Leaf Conductance in Relation to Rate of CO2 Assimilation

Abstract

When photon flux density incident on attached leaves of Zea mays L. was varied from the equivalent of 0.12 of full sunlight to full sunlight, leaf conductance to CO2 transfer, g, changed in proportion to the change in rate of CO2, assimilation, A, with the result that intercellular partial pressure of CO2 remained almost constant. The proportionality was the same as that previously found in g and A measured at one photon flux density in plants of Zea mays L. grown at different levels of mineral nutrition, light intensities, and ambient partial pressures of CO2. In shade-grown Phaseolus vulgaris L. plants, A as photon flux density was increased from about 0.12 up to about 0.5 full sunlight, the proportionality being almost the same in plants grown at low and at high light intensity.

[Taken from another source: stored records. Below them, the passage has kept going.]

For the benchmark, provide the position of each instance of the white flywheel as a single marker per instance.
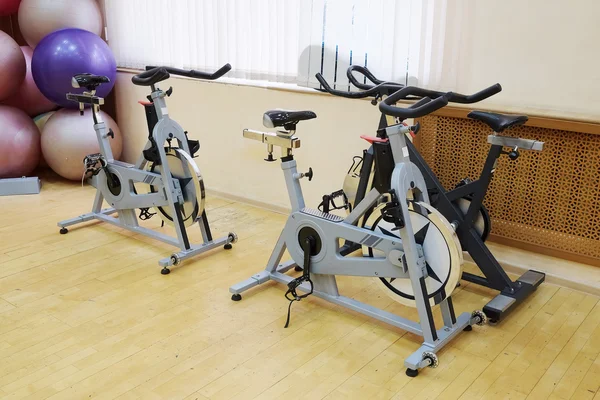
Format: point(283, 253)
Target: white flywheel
point(443, 255)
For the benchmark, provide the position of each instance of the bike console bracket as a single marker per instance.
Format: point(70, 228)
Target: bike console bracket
point(287, 143)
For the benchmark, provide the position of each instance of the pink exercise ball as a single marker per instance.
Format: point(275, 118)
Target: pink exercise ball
point(12, 66)
point(40, 122)
point(8, 7)
point(28, 97)
point(38, 18)
point(68, 137)
point(19, 143)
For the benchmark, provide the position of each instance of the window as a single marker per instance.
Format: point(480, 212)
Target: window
point(283, 41)
point(258, 37)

When photon flux density incident on the adaxial and abaxial surfaces of the isolateral leaves of Eucalyptus pauciflora Sieb. ex Spreng was varied, g and A also varied proportionally. The leaf conductance in a particular surface was affected by the photon flux density at the opposite surface to a greater extent than was expected on the basis of transmittance. The results indicated that stomata may, in some way, be sensitive to the photon flux absorbed within the leaf as a whole.